Reutte, Hof – Mit großen Mehrheiten stimmten die Bürger von Issigau und Lichtenberg im Herbst für den Bau zweier Hängebrücken im Frankenwald. Der positive Bürgerentscheid hatte Auswirkungen auf kluge Köpfe im über 400 Kilometer entfernten Außerfern. Denn das Reuttener Büro „Architektur Walch und Partner“ war vom Stuttgarter Ingenieurbüro „sbp schlaich bergermann partner“ zur Mitarbeit im Vergabeverfahren eingeladen worden. Gemeinsam hatte die baden-württembergisch-tirolische Bietergemeinschaft die europaweite Ausschreibung gegen vier Mitbewerber gewonnen. „sbp“ hat sich als Seiltragswerkbauer einen Namen gemacht – etwa mit der Errichtung des Olympiastadion­s in Münche­n.

Der Landkreis Hof schätzt die Kosten für die Brücken über das Höllen- und das Lohbachtal auf zwölf Millionen Euro und rechnet mit bis zu 300.000 Besuchern pro Jahr. Das Hängebrückenvorhaben wird vom Freistaat Bayern zu 80 Prozent gefördert, um die strukturschwache Region touristisch zu befeuern. Als Bauherr tritt der Landkreis Hof selbst in Erscheinung, entscheidender Schwungradantreiber ist der dortige CSU-Landrat Oliver Bär.
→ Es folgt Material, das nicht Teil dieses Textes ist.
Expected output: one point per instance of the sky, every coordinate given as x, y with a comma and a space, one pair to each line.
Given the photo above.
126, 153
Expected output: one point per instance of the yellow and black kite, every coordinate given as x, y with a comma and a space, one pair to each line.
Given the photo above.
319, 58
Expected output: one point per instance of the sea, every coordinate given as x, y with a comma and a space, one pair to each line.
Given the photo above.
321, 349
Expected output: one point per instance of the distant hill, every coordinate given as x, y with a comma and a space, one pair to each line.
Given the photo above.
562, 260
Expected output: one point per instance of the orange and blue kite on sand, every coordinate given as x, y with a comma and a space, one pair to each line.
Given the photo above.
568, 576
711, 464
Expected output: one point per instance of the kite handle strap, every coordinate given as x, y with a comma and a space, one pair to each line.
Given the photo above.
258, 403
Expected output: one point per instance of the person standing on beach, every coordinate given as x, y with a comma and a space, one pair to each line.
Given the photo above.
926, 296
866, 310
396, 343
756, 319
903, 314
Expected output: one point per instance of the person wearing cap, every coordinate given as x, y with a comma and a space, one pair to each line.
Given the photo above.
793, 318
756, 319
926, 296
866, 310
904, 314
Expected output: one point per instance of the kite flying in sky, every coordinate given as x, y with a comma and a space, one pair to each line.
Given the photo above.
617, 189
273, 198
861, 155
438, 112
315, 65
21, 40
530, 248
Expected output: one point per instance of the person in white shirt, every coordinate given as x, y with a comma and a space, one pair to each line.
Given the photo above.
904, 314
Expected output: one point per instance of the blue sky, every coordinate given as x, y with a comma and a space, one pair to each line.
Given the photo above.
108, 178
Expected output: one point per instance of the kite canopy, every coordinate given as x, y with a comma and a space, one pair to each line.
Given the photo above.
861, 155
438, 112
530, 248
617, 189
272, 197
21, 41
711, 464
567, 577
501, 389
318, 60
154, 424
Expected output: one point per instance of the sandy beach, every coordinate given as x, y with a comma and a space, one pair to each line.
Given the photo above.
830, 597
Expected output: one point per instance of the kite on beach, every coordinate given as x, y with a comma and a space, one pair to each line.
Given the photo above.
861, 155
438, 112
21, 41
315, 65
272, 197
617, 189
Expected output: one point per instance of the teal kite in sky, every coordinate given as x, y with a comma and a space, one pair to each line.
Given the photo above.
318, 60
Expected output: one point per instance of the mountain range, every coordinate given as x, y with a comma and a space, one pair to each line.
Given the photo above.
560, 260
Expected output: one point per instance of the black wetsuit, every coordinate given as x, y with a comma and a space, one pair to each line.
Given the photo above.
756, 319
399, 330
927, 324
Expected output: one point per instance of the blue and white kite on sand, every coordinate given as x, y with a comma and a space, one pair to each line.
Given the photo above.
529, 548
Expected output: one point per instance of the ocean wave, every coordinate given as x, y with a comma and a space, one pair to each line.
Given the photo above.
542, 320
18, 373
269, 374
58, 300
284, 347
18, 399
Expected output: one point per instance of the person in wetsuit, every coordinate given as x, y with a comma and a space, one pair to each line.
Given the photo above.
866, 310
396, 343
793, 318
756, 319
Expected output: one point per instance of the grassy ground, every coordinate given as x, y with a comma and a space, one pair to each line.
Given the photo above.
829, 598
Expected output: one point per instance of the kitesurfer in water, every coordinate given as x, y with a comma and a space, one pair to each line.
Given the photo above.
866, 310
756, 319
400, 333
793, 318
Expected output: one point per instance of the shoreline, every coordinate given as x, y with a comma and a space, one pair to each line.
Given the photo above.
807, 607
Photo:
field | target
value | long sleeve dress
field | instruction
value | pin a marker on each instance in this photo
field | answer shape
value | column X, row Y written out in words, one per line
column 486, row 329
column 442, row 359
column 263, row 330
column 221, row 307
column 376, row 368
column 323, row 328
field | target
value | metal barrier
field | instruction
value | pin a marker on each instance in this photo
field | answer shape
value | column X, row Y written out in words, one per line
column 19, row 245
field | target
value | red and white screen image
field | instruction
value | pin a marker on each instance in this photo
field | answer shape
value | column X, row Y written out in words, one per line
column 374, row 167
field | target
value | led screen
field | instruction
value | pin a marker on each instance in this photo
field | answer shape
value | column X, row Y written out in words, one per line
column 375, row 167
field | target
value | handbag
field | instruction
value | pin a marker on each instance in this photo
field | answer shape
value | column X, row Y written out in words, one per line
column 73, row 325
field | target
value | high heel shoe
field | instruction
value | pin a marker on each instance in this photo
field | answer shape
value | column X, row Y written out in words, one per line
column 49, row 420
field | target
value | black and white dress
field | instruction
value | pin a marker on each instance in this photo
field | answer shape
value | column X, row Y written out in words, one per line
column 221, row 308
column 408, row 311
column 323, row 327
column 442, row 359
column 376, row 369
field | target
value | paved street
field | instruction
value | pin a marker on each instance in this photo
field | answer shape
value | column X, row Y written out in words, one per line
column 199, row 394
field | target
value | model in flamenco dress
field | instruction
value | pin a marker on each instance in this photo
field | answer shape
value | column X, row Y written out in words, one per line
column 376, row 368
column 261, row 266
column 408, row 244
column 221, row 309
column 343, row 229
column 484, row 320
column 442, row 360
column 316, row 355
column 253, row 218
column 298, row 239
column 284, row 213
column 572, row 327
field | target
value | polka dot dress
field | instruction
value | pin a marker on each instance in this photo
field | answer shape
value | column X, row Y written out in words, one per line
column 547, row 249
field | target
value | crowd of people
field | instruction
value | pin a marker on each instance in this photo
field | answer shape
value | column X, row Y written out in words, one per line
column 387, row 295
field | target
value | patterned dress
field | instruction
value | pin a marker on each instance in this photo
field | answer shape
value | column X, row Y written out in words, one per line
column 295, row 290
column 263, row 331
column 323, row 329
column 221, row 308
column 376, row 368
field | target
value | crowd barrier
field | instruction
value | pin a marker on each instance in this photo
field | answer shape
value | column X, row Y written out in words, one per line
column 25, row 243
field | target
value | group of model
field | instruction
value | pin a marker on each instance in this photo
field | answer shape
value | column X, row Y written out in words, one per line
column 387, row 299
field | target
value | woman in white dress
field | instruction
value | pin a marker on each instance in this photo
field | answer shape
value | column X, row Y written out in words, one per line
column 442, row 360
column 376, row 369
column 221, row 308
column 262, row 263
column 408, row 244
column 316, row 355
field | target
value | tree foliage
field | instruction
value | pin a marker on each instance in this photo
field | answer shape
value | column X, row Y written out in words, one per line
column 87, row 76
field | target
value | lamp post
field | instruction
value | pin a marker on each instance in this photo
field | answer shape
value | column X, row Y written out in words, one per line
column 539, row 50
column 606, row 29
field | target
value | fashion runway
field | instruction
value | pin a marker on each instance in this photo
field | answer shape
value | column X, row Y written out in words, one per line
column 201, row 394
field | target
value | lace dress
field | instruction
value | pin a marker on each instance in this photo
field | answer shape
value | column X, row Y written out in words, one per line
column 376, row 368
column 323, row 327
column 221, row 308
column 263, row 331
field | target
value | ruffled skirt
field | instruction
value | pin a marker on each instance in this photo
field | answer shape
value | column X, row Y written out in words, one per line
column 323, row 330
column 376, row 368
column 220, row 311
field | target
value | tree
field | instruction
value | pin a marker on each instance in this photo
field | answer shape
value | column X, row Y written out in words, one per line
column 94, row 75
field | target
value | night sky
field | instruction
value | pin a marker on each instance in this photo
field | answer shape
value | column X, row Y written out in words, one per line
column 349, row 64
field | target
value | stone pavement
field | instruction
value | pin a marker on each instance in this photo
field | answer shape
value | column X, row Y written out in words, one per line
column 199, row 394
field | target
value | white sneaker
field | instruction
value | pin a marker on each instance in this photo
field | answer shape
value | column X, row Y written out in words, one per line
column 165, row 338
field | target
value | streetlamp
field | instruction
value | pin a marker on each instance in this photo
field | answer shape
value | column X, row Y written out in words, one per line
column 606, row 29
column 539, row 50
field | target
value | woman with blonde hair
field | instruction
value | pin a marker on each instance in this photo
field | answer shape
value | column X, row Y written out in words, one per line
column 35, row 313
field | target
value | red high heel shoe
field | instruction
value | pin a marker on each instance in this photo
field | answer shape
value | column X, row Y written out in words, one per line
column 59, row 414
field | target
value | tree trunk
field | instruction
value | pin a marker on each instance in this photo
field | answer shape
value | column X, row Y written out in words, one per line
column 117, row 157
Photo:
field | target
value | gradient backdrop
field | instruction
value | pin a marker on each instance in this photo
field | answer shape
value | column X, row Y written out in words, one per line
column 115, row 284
Das Megaprojekt in Norden Bayerns wird die Dimensio­n aller weltweit bisher bekannten Gehänge sprengen. Ein­e der beiden Brücken wird noch überschaubare 400 Meter lang sein, die anschließende zweite über einen Kilometer. „Das wird spannend“, will der Reuttener Architekt Alexander Wasle seine Vorfreude gar nicht verbergen. Thomas Strele weiter: „Die Hänge­brücke wird 140 m über Grund über ein Naturschutzgebiet geführt.“ Das deutsche Ingenieurbüro „sbp“ setzte bei „Walch und Partner“ auf das über Jahre erarbeitete High­line-179-Know-how. Denn das statische Berechnen einer Riesenbrücke sei eine Sache, sagt Wasle. Das „Rundherum eine andere“, weiß Strele. Fragen von Wintertauglichkeit, Absturzsicherung, Ausblick, Kassensysteme, Sicherheit, Zugänge – all das gehe über die reine Konstruktion weit hinaus, in der aber ebenfalls eine Reuttener Handschrift sichtbar werden könnte.